You are encouraged to present your answer as a table like the following.

| Analogy Question                | Gold Answer  | GloVe 50 | GloVe 100 | GloVe 200 |
|---------------------------------|--------------|----------|-----------|-----------|
| france : paris :: italy : _x_   | rome         |          |           |           |
| france : paris :: japan : _x_   | tokyo        |          |           |           |
| france : paris :: florida : _x_ | tallahassee  |          |           |           |
| big : bigger :: small : _x_     | smaller      |          |           |           |
| big : bigger :: cold : _x_      | colder       |          |           |           |
| big : bigger :: quick : _x_     | quicker      |          |           |           |


Please comment on your results.
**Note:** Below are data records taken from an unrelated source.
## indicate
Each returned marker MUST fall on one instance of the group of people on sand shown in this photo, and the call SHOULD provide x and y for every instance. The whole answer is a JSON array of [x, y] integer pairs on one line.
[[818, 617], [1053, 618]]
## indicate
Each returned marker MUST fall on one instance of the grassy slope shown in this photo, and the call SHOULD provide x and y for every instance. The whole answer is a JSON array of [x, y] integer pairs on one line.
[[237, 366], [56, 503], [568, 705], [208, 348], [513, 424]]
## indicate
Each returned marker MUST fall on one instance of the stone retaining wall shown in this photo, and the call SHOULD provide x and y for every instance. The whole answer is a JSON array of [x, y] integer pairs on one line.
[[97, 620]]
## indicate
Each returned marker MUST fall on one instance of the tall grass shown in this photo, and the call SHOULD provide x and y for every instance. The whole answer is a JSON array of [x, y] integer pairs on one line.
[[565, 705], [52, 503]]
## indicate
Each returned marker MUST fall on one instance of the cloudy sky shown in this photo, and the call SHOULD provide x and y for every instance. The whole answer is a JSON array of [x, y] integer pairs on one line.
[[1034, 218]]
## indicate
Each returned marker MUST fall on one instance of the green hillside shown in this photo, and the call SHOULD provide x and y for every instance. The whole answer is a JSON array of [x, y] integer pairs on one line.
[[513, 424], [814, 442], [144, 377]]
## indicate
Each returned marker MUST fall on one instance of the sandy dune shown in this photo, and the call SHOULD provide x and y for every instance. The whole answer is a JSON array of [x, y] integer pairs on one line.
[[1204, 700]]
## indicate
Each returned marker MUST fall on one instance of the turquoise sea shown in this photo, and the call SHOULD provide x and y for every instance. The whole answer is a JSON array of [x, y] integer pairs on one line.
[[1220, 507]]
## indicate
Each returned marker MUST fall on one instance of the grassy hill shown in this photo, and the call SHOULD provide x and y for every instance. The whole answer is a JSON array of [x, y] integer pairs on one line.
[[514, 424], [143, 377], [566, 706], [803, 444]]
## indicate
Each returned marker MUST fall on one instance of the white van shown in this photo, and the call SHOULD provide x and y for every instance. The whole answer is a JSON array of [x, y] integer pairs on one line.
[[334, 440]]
How do the different embedding spaces compare to one another? How do they compare to the results reported by Mikolov et al.?


## Footnotes

<a name="cite_note-1"></a>1. [<sup>^</sup>](#cite_ref-1) This terminology is due to [Drodz et al. (2016)](https://aclanthology.org/C16-1332/); Mikolov et al. (2013) call it the "vector offset method."

<a name="cite_note-2"></a>2. [<sup>^</sup>](#cite_ref-2) To make the assignment easier to download, the word embedding files have been truncated to a manageable size. The full word embedding files are available [here](https://nlp.stanford.edu/projects/glove/).

<a name="cite_note-3"></a>3. [<sup>^</sup>](#cite_ref-3) Obviously, these line numbers may be inaccurate if you have already started working on Problem 3.